A wave of grumbling rolls through the bleachers.
“Some of you have no doubt heard that I am quite strict.” She pauses for another wave of grumbling that confirms what she just said. “I can assure you, most of what you’ve heard . . . is true.”
Out of the corner of my eye I see a face. I glance over and the Arch is looking straight up at me. He raises his eyebrows, then turns back around.
“What was that about?” Moby says.
“I have no idea.” I keep an eye on him in case he turns around again, but he doesn’t.
“Disciplinary transgressions will NOT be tolerated.” The word “not” makes everyone jump. “And at the end of this school year, my reputation will be intact.”
Someone to my left oooohs, and a couple of kids giggle. Lockhart’s head snaps toward the sound like a velociraptor and a hungry smirk splits her lips.
“Which brings us to part two of this assembly.” Without taking her fingers off the table she walks around to
the other side of it.
“A well-disciplined school is something to be proud of. With that in mind, I present a very special gift from the studio of a local genius artist, Wahoolie.” She pinches the top of the sheet and carefully lifts it off the object on the table.
When the thing is exposed, I’m no closer to identifying what the heck it’s supposed to be. It looks like a three-foot-tall stack of purple snot.

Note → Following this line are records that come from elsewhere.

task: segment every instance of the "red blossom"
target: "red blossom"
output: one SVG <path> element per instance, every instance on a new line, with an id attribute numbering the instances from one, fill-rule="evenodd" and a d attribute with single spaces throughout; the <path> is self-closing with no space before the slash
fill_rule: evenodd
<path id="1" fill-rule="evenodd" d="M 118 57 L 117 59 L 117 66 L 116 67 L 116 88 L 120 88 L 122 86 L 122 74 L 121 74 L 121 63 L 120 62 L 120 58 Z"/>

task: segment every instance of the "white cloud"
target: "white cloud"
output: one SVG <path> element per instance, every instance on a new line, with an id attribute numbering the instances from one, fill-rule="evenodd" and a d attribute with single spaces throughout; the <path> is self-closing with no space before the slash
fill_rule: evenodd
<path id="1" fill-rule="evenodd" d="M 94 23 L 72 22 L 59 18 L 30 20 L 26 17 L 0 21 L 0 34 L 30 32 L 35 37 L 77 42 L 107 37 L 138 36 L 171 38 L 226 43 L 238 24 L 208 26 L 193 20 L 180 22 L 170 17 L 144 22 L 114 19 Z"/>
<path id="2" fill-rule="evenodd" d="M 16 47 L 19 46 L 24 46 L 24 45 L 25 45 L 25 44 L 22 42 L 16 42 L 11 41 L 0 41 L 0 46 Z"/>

Someone snorts and someone else giggles, but mostly people just chuckle quietly and look around to see if anyone else gets it. Nobody does.
I nudge Moby. “It looks like a deformed eggplant.”
“It looks like a kangaroo,” Moby says, like it’s the most obvious thing in the world.
I rotate my head, but I don’t see it. “Nope, eggplant.”
Then Lockhart touches the base of the thing and a light comes on inside of it. It gives off a weak purple glow. “I give you an original hand-blown glass masterpiece, Electric Kangaroo!” She stands back and admires the glowing blob.
I still don’t see a kangaroo, I see snot. I look at Moby, stunned.
“What?” he shrugs. “It is what it is.”
I poke Moby with my elbow. “More like Electric Boogerloo if you ask me.”
Moby chuckles.
A kid in the row closest to us must’ve heard me. “Ha! Boogerloo.” He points at the thing and laughs, then someone farther down says it.
The comment spreads faster than pee in a swimming pool, because a few seconds later someone in the lower section calls out, “Electric Boogerloooooooo!” and the gym ripples with nervous laughter.
Lockhart takes her eyes off the Boogerloo and trains them on the heckler.
“Mr. Moles, please come see me in my office before you return to class.”
I look down where the comment came from. All the kids surrounding Danny Moles lean away from him as Danny hangs his head.
“Where were we?” Lockhart continues. “Right. School spirit. When you pass this piece of art in the hall, let it fill you with pride at being an Alanmoore Kangaroo.”
She pauses like she’s waiting for applause, but it doesn’t come.